Internet : Eutelsat en passe de connecter les zones enclavées d’une quarantaine de pays africains
Grâce à son nouveau satellite, l’opérateur européen, déjà actif dans sept pays, fournira dès cette année du haut débit aux zones les plus enclavées du continent.
L’ironie du destin a frappé le monde des télécoms le 16 janvier. Aux premières heures du jour, au large des côtes de la RDC, une panne intervenue sur deux câbles internationaux de fibre optique a ralenti le débit d’internet sur toute la façade ouest du continent. Plus tard le même jour, de l’autre côté de l’Atlantique, en Guyane française, Eutelsat lançait avec succès son satellite baptisé Eutelsat Konnect.
L’appareil, d’une capacité de 75 gigabits par seconde (Gbps), construit par Thales Alenia Space et lancé par Arianespace, doit, à partir de novembre, fournir l’internet haut débit aux zones enclavées d’une quarantaine de pays africains.

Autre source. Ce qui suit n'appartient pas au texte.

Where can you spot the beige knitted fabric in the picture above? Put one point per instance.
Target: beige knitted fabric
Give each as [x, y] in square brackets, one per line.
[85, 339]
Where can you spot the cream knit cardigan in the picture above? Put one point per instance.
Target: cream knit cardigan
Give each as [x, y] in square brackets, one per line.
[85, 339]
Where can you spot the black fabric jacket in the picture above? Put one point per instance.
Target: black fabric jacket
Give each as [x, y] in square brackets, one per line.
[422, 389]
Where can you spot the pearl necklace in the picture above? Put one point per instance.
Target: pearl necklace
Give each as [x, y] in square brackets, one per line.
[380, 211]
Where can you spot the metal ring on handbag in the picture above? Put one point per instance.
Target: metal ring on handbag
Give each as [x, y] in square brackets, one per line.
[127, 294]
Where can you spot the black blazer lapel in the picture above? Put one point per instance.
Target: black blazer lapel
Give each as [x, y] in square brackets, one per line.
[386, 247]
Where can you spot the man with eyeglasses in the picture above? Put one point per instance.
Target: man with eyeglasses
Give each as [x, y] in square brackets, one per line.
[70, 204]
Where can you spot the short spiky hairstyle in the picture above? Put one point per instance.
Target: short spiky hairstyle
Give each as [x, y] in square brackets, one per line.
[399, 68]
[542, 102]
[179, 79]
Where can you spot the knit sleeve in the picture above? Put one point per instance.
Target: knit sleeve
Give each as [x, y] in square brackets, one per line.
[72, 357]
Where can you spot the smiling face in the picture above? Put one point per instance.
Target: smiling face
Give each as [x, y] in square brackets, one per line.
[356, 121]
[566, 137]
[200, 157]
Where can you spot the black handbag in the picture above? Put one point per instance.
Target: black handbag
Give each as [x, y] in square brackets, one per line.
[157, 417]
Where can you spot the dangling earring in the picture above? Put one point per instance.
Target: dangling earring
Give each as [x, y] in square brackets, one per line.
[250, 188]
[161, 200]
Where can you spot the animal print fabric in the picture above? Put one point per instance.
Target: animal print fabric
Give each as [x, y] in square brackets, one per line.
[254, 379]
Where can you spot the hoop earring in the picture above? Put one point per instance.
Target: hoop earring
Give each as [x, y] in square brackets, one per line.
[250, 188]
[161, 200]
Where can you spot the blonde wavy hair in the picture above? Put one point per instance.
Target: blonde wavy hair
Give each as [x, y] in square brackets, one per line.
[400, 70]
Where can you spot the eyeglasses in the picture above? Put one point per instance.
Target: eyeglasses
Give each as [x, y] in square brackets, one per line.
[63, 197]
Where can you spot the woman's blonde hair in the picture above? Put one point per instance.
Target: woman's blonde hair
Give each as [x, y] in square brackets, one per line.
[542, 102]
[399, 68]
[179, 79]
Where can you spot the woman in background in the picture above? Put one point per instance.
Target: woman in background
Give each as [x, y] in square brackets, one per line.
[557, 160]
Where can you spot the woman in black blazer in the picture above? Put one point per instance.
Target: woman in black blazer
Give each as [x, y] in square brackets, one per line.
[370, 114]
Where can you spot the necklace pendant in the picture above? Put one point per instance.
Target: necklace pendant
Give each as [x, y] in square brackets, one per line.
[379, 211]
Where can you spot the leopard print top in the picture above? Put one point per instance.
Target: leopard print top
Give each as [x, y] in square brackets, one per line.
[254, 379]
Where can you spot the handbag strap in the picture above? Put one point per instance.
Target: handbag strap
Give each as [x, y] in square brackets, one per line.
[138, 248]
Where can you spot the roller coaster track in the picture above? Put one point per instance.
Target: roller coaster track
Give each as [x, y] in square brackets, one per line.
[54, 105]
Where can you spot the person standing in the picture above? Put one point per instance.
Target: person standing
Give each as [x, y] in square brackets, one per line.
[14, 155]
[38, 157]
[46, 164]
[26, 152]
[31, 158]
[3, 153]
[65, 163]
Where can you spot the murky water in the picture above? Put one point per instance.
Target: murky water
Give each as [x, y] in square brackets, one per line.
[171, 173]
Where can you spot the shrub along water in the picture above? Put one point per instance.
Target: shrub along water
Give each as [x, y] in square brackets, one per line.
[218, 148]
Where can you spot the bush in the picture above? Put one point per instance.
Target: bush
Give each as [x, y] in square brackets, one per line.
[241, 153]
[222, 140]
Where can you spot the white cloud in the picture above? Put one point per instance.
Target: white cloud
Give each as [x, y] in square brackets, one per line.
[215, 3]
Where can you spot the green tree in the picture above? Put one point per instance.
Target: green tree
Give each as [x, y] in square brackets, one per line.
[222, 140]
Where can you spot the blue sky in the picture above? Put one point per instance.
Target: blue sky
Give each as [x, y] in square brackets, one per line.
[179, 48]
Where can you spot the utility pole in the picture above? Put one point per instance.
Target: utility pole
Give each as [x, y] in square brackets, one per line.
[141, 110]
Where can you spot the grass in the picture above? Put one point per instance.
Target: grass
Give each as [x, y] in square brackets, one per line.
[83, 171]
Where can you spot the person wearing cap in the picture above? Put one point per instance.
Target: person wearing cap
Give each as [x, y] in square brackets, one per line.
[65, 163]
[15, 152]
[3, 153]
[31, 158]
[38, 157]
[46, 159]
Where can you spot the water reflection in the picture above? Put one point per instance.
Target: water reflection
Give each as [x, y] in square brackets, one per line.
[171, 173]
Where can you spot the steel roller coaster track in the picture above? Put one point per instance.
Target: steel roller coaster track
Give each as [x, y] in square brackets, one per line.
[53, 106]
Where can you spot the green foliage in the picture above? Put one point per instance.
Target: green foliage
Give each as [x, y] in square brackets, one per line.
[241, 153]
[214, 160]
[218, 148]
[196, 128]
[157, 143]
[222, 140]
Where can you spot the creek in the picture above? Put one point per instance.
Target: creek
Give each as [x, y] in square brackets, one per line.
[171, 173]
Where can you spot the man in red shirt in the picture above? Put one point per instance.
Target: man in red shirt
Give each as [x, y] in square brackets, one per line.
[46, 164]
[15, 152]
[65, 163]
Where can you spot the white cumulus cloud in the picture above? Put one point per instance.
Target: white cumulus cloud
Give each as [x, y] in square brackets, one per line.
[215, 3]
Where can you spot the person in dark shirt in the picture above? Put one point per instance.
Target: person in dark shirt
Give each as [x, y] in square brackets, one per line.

Plus qu’un clin d’œil de la providence, c’est une forme de revanche que concrétise l’opérateur européen, dont 10,3 % du chiffre d’affaires a été réalisé en Afrique subsaharienne en 2019 – près de 136 millions d’euros. Ses ambitions africaines avaient été littéralement pulvérisées en 2016 lors de l’explosion en vol du satellite Amos-6, de l’israélien Spacecom, dont il louait de la capacité.
Coté à la Bourse de Paris, Eutelsat avait vite rebondi en fournissant de la capacité de diffusion à l’émirati Yahsat grâce à ses satellites Al Yah-2 et Al Yah-3 à partir de 2017. Les deux programmes, qui connectent à eux deux les trois quarts de l’Afrique, permettent à Konnect Africa, la filiale continentale d’Eutelsat, de proposer des services de haut débit en RDC depuis 2018 et en Côte d’Ivoire depuis octobre 2019 via de revendeurs comme Equity Bank, Espoir Telecom, Lifi-Led ou Coollink.
Concurrencer Yahsat
Ce galop d’essai confirme les ambitions de l’européen sur le continent où, selon la Banque mondiale, 100 millions de personnes vivent hors de portée des réseaux mobiles traditionnels, et où seulement 22 % des domiciles sont équipés de l’internet fixe.
Eutelsat veut passer à la vitesse supérieure avec son propre projet, qui aurait coûté entre 250 et 500 millions d’euros pour une exploitation qui devrait durer quinze ans.
« Avec ce type de satellite, l’objectif est d’atteindre la rentabilité d’ici à trois ou cinq ans », remarque Pacôme Révillon, PDG du cabinet Euroconsult. Dans neuf mois, l’opérateur proposera des accès à internet aux entreprises et aux particuliers jusqu’à 100 mégabits par seconde et du partage de connexion via des hotspots de wifi public. De quoi concurrencer Yahsat sur le haut débit et arriver avant la constellation satellitaire de l’américain ViaSat, prévue pour 2021.
« En réalité, tout l’enjeu pour l’opérateur sera de développer un réseau de distribution efficace pour toucher des utilisateurs périphériques et dispersés », prévient Pacôme Révillon. Sur place, le maillage du territoire est déjà amorcé.
Orange et Thales parmi les clients
« Notre approche se fait par pays. Dans chaque implantation est créée une société locale qui s’allie avec les distributeurs locaux pour couvrir les territoires en profondeur sur deux ou trois pays voisins », explique Jean-Claude Tshipama, DG de Konnect Africa. L’entité compte déjà une centaine de collaborateurs répartis entre la Côte d’Ivoire, le Nigeria, le Cameroun, la RDC, la Tanzanie, le Kenya et l’Afrique du Sud.
« Nous visons les gouvernements et les services publics au sens large, mais aussi les entreprises publiques et privées, comme des exploitations du secteur agricole ou minier, souvent implantées en milieux reculés », énumère Jean-Claude Tshipama. Les agences bancaires, les sociétés d’assurance et les particuliers capables de payer une connexion haut débit font aussi partie des cibles.
« Concernant le retour sur investissement, c’est un pari, car c’est un nouveau segment pour eux », estime le dirigeant d’Euroconsult. La bataille africaine est en tout cas lancée pour l’opérateur, qui se prépare déjà à la prochaine étape : lancer Konnect VHTS en 2021. D’une capacité de 500 Gbps, le satellite compte déjà Orange et Thales parmi ses clients.